日本とイングランドの親善(強化)試合は、1−2でイングランドの勝ち。日本は前半早々にCKから先制点を奪ったものの、後半、イングランドの圧力に後退し、2つのOG(オーンゴール)で逆転負けした。

勝ったイングランドだが、極めて出来が悪かった。「優勝候補」とは思えない。選手間に有機的連動がみられないし、攻撃も組織的ではなかった。個々の選手がそれなりの力量でゴール前に迫る迫力は感じるものの、連動でゴールを奪うような形はうかがえなかった。優勝候補といわれるイングランドだが、仕上がりは遅い。このままのチームコンディションならば、予選突破も難しかろう。この試合のイングランドなら、韓国だったら勝っていただろう。

この試合について、日本のマスメディアの岡田ジャパンに対する評価は、先日の韓国戦より「良くなった」というものとなろう。「日本復調」だとか「強豪を苦しめた」であるとか、「ベスト4に現実性」だとか・・・。

しかし筆者には、「相変わらず」の日本代表に見える。2002年の日韓W杯以降、日本代表が行った世界レベルの試合において、日本代表は「善戦」「惜敗」「内容は良かった」という評価を常に受け続けて今日に至っているものの、そのことは、▽精神力を含めた90分間もたない「フィジカルの弱さ」、▽リードした試合をコントロールできない「稚拙な試合運び」、▽2点目を取れない脆弱な攻撃力――といった、日本代表サッカーの課題が克服できずに手付かずであること意味している。イングランド戦を中継したNHKTVのアナウンサー氏が、イングランドに追いつかれた直後、「4年前のドイツ大会のオーストラリア戦を思い出しますね」といった言葉が、日本代表の現状を、すなわち、ドイツ大会からまったく進歩していない日本代表の姿を、端的に表している。

「日韓戦より良かった」という評価は、表面的過ぎる。この試合の前半、イングランドは日本に対してプレスをかけてこなかった。その理由は明らかではないが、イングランドの選手たちが日本を甘く見ていたからだろうと推測できる。自分たちのほうが格上だと確信しつつ、横綱相撲をとろうとしたのかもしれない。

当コラムで何度も書いてきたことだけれど、岡田ジャパンは、相手の当たりが弱く、積極的守備をしない局面では、良い面が出せる。このことは岡田ジャパンに限らないのだけれど、とにかく、相手がプレスをかけてこない局面では、上手いパス回しで、攻撃的な形をつくりだせる。だが、それも90分間は続かない。日本選手が相手ボールを積極的に追いかけ、相手に攻撃の形をつくらせず、その一方で、相手が自由にボールを持たせてくれる時間帯は、岡田ジャパンは華麗で速いサッカーをする。

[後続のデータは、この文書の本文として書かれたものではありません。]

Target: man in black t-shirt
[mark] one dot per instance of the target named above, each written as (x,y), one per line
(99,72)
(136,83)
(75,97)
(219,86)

一方、前日の韓国のように日本をよく知っていて、岡田ジャパンの「良さ」を最初から封じ込めようと意図する相手に対しては、試合開始からうまくいかない。韓国選手は日本の選手に対して、厳しい当たりで苦しめ、パスの出所のキープレイヤー(あの試合では、中村俊輔に対して)にきついマークをしてきた。そうなると、岡田ジャパンは脆さを見せ始め、リズムを失い、戦う意欲すら削がれたまま、90分間を終える。結果は惨敗である。

イングランドも岡田ジャパンの弱点を知っていたかもしれないが、とにかく前半は、日本にサッカーをやらせてくれた。ところが、後半に入ると、日本の弱点を容赦なくついてきた。親善試合とはいえ、厳しいタックルを仕掛け、日本ボールの局面では、積極的守備でボールを奪いにきた。後半20分を過ぎたころから、日本に疲れが出てきて、守備が弱まってきたところで日本DFは破綻をきたした。日本を代表するCB2人がそろって、OGを献上するという惨めな記録だけが残った。

日本のスポーツジャーナリズムは、OGを献上したCB=闘莉王、中澤について、同情的評価をくだすことだろう、「不運」「仕方がない」「判断狂わす悪コンディション」・・・スポーツマスコミが、ミスをした2人がしたい弁解を代わりにしてくれることだろう。だが、このOGの2失点は、日本DF陣の致命的弱さ、90分間守りきれない、フィジカルの弱さの象徴以外の何ものでもない。この弱さは、4年前のドイツ大会のオーストラリア戦とまったく変わっていない。

弱さが克服されない理由は、何度も書いているように、Jリーグの弱さに起因する。日本のサッカーの最高峰Jリーグが、弱さを内包したままの風土を温存し続けているからである。日本代表に選ばれるDF陣は、海外経験をもたない者ばかり。日本のディフェンダーは世界に通用しないから、海外クラブからオファーがこない。Jリーグで最高のDFプレーヤーであっても、世界レベルから程遠い。そんな「代表」が4年間、よくて現状維持をしていても、進歩する世界のサッカーからは水をあけられるばかりなのである。

試合後のインタビューでは、「(自分たちが)思った以上に戦えた」「手ごたえをつかんだ」とも思える受け答えをしていた選手もいたようだが、間違っても、イングランド戦で岡田ジャパンに「光が見えた」なんて思ってはいけない。本番では、もっとファイトしなければ、グループリーグ敗退は目に見えている。よくて0−0が1試合、0−3が1試合、0−1が1試合で、日本に勝ちはないだろう。